The various lines are named numerically as well as color-coded, so the system is very easy to use and understand even if you don't speak a word of French. Maps of the Métro are available for free at any ticket counter or information window in a Métro station. Just say, "Avez-vous un plan, s'il vous plait?" — phonetically: "Ah-vay voo ahn plahn see voo play?" They'll often give you a free map of the Métro AND a free street map of Paris.

Tickets

As for tickets, you can get ten tickets for €14.10 (as of April 2015) at the ticket window. A stack of ten tickets is called a carnet (car-nay), so just ask for "Un carnet, s'il vous plait." Each ticket is good for a one-way ride anywhere in the city, including connections inside stations. Always hold onto the ticket you've just used until you've completely exited the Métro system, as there are often guards who block the corridors and check each person's ticket as they come through, using a little Gameboy-like machine. (You will probably see TONS of kids and bums hopping the Métro turnstile.) Once you've exited, you can safely throw out the ticket.

You can also ask about daily and weekly (and monthly) passes with unlimited rides, but in my experience they're pretty expensive and sometimes not much more economical than just buying packs of ten individual tickets whenever needed.

Individual one-ride tickets are also available at the machines, but they're significantly more expensive per-ticket than buying a pack of ten.

The Métro is not open 24 hours; this ain't New York!

Be aware that the Métro stops running around 12:30am on most nights, but they've recently extended it to about 2am on Friday and Saturday nights. To be safe, always try to get to the platform at least 15-20 minutes before the Métro stops running, because the trains run much less frequently late at night. Almost all stations have a light-up sign on the platform displaying how many minutes there are until the next train.

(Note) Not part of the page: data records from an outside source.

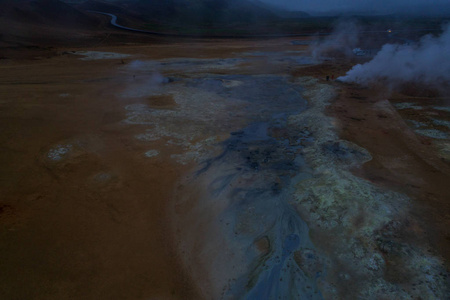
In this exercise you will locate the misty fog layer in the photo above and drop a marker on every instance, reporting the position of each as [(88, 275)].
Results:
[(427, 62), (375, 6)]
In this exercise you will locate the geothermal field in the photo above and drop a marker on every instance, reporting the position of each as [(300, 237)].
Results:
[(141, 166)]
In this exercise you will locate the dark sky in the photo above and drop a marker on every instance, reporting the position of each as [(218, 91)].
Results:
[(383, 6)]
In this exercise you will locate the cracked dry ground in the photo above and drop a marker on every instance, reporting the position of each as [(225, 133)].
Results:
[(227, 169)]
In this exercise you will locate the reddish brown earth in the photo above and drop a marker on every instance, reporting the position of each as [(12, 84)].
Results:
[(402, 160)]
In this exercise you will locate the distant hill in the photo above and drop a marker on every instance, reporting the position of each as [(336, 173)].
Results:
[(38, 21), (198, 17), (45, 12)]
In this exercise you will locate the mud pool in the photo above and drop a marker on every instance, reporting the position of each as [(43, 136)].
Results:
[(267, 168)]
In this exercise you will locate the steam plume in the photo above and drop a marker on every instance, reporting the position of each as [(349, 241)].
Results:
[(427, 62)]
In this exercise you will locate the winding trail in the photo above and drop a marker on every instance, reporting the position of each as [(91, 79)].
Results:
[(115, 24)]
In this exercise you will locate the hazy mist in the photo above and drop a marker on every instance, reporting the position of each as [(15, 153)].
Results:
[(371, 6), (426, 62)]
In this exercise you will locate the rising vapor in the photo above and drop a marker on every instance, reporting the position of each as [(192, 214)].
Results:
[(427, 62)]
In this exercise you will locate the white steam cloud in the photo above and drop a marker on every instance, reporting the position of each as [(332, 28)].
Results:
[(427, 62)]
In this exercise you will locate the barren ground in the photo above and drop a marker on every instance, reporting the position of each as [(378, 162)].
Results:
[(102, 199)]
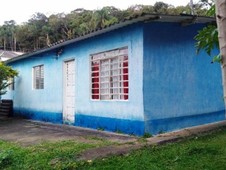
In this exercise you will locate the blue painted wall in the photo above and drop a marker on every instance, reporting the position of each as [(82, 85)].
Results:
[(170, 87), (47, 104), (181, 88)]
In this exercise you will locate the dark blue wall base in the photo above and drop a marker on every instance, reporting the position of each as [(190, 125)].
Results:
[(133, 127), (39, 115), (165, 125)]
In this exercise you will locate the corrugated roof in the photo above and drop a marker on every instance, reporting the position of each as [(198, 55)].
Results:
[(6, 55), (183, 19)]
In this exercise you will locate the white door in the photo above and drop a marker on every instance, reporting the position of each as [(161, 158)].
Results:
[(69, 92)]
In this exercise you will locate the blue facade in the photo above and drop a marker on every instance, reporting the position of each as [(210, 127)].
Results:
[(170, 87), (47, 104), (181, 88)]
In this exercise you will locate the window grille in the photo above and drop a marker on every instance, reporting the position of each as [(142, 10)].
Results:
[(38, 77), (109, 75)]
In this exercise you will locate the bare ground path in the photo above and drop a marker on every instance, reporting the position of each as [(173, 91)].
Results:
[(26, 132)]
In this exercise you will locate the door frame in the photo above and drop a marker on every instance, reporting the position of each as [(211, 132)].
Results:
[(64, 87)]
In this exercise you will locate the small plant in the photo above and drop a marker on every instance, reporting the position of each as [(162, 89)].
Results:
[(147, 135), (5, 157), (161, 132), (100, 128), (118, 131)]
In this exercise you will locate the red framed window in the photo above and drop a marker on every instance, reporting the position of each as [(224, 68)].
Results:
[(110, 75)]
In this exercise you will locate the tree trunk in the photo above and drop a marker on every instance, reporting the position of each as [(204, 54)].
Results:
[(221, 24)]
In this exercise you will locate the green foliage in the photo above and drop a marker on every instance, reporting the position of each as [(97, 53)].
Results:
[(5, 157), (41, 31), (147, 135), (6, 72), (207, 152), (207, 39), (204, 152), (58, 155)]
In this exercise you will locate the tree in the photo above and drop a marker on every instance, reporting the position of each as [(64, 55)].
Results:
[(6, 72), (221, 25), (214, 36)]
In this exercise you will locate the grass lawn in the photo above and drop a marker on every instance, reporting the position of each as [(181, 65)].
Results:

Something regarding the Métro cars themselves that catches many Americans by surprise: the doors don't open automatically! You have to grab a little metal lever on the door and lift it up. This is true whether you're getting in or out of the Métro. When you're not expecting to have to open the door yourself, especially when jetlagged (or drunk), it's very easy to just stare at the door and expect it to open on its own, and suddenly the train is moving again and you've missed your stop! (Note: A few lines do have doors that open automatically, and a few have a big green button you have to press. But most still have the clunky old levers.)

Not for the claustrophobic

The Métro often gets extremely crowded, especially at peak hours. As an American I've had to get used to the fact that Europeans in general are often much less concerned with personal space than we are, so be prepared for people to really pack themselves in and press up against you. As always in crowded situations in Paris or any city in Europe, be very wary of pickpockets (see my page about pickpocketing here).

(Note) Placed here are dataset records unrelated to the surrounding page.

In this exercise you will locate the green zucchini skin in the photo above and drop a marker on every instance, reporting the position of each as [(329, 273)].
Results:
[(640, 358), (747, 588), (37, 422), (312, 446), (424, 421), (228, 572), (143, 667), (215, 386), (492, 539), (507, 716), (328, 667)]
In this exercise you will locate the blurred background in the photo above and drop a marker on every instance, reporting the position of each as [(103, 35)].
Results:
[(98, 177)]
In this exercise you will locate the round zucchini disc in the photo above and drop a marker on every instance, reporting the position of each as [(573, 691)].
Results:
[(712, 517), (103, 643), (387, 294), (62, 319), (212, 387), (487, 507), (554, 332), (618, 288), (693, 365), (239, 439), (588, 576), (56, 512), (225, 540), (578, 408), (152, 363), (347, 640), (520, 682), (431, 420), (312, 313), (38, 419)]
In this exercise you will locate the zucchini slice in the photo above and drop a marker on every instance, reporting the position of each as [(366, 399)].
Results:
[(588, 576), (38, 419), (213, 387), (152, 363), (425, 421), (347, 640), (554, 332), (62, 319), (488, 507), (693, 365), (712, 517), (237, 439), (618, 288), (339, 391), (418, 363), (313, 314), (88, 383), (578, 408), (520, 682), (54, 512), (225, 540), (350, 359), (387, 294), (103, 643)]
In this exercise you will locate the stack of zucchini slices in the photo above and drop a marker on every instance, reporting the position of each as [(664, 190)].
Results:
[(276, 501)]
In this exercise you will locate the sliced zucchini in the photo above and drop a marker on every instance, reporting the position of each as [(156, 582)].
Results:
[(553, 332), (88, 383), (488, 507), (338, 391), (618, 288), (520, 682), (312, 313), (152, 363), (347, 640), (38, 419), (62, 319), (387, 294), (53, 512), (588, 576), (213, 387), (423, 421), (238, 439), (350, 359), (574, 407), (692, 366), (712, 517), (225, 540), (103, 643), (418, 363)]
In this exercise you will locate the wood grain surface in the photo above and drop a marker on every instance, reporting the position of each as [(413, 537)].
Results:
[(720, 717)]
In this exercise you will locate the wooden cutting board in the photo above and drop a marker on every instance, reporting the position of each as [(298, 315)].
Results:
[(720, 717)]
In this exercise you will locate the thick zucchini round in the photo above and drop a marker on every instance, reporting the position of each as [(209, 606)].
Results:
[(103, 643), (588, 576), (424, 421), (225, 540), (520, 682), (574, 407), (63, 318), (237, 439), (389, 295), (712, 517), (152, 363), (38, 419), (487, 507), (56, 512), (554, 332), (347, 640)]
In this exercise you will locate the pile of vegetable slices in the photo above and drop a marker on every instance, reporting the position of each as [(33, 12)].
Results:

When you've arrived at your stop, if the train is crowded you'll have to make your way through the mob to get out before the train starts moving again. The word to remember is "Pardon!" (par-doan). As soon as the Métro is coming to a stop, start "pardon"-ing your way to the door; say it as many times as you need to and people will get out of your way, often opening the door for you before you get there. I usually alternate all my "pardon"s with "merci"s.

Maps and signs

When you've arrived at your station, there's almost always a map on the wall with a zoomed-in view of the neighborhood — the plan du quartier — and an alphabetical listing of streets corresponding to a grid. This can be extremely helpful and it's often easy to miss. Sometimes they're on the platform as soon as you exit the train, and sometimes they're upstairs near the Métro station exit.

When you're on the platform, look for the dark blue signs that say "Sortie" (exit). Sometimes there's more than one exit, to point you toward different streets up on the ground level. The plan du quartier shows these exits so you can choose the one that's closest to where you're headed.

Métro etiquette (Métiquette?)

When you're on escalators in the Métro (or anywhere), stand to the right so people can walk past you to the left. Same goes for moving walkways in the bigger stations (and in airports).

Only use the fold-down seats when the Métro car is relatively empty. If the car fills up, stand up to make more room for people. There are small signs directing you to do this, but they're easy to miss.

The Métro ride can be pretty bumpy, so if you're standing, hold onto something! There are bars and handles everywhere.

And for pete's sake, if an older person gets on when it's crowded, give them your seat! Even if you don't speak any French, just get up and gesture to your seat and say, "S'il vous plait, [madame/monsieur]." Bonus: everyone else will feel bad because you have more class than them.